Two series of N-alkyl isatins and N-alkyl indoles varying in size of the alkyl group were synthesised and evaluated for inhibition of acetylcholinesterase (AChE) and butyrylcholinesterase (BChE). Among the N-alkyl isatins 4a-j, the addition of the N-alkyl group improved inhibition potency towards AChE and BChE compared to isatin. Selectivity towards inhibition of BChE was observed, and the increase in size of the N-alkyl group positively correlated to improved inhibition potency. The most potent inhibitor for BChE was 4i (IC50 = 3.77 µM, 22-fold selectivity for BChE over AChE). N-alkyl indoles 5a-j showed similar inhibition of AChE, the most potent being 5g (IC50 = 35.0 µM), but 5a-j lost activity towards BChE. This suggests an important role of the 3-oxo group on isatin for BChE inhibition, and molecular docking of 4i with human BChE indicates a key hydrogen bond between this group and Ser198 and His438 of the BChE catalytic triad.

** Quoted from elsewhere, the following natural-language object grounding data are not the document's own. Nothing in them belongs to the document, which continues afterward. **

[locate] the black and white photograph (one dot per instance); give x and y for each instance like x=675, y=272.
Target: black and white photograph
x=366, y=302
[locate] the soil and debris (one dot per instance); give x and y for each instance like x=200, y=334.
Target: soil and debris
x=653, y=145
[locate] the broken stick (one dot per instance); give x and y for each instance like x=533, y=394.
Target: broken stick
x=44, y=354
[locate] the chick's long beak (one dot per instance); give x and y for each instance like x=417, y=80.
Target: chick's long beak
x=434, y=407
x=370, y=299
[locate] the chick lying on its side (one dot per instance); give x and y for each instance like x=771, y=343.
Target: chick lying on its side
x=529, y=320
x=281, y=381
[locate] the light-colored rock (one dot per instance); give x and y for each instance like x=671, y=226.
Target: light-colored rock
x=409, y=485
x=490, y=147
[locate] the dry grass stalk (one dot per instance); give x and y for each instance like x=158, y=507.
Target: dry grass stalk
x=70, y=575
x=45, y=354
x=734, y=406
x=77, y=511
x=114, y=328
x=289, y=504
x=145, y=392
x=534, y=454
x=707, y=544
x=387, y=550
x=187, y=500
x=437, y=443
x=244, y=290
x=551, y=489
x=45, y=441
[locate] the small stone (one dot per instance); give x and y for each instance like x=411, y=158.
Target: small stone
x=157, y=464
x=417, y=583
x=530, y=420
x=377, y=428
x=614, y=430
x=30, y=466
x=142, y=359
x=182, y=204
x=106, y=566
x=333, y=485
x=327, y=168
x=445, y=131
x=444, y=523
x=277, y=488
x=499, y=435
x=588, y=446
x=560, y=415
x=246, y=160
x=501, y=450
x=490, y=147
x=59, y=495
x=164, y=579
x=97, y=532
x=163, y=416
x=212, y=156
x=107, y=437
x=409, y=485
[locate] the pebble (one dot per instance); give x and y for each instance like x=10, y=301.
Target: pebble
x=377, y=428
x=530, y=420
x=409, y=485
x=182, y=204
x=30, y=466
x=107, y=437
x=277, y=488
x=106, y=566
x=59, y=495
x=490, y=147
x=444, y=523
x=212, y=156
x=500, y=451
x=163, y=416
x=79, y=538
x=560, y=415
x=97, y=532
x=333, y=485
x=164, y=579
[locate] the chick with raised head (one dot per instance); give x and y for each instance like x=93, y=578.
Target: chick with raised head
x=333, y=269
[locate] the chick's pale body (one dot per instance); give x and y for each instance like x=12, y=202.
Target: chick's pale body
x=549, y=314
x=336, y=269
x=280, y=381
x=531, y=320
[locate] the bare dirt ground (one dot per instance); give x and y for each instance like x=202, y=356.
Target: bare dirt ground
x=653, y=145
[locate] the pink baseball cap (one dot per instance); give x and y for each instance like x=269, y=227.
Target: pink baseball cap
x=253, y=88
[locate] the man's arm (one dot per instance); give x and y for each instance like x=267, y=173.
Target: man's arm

n -烷基异黄酮和吲哚作为乙酰胆碱酯酶和丁基胆碱酯酶抑制剂的评价。
合成了两个不同烷基大小的n -烷基isatins和n -烷基吲哚,并对乙酰胆碱酯酶(AChE)和丁基胆碱酯酶(BChE)的抑制作用进行了评价。在n -烷基isatins 4a-j中,与isatin相比,n -烷基基团的加入提高了对AChE和BChE的抑制能力。观察到对BChE的抑制选择性,并且n -烷基基团大小的增加与抑制效力的提高正相关。对BChE最有效的抑制剂为4i (IC50 = 3.77µM,选择性为AChE的22倍)。n -烷基吲哚5a-j对乙酰胆碱酯(AChE)的抑制作用相似,IC50为35.0µM,最大抑制作用为5g,但对BChE的抑制作用减弱。这表明3-氧基在isatin抑制BChE中起重要作用,4i与人BChE的分子对接表明该基团与BChE催化三联体的Ser198和His438之间存在关键氢键。
本文章由计算机程序翻译,如有差异,请以英文原文为准。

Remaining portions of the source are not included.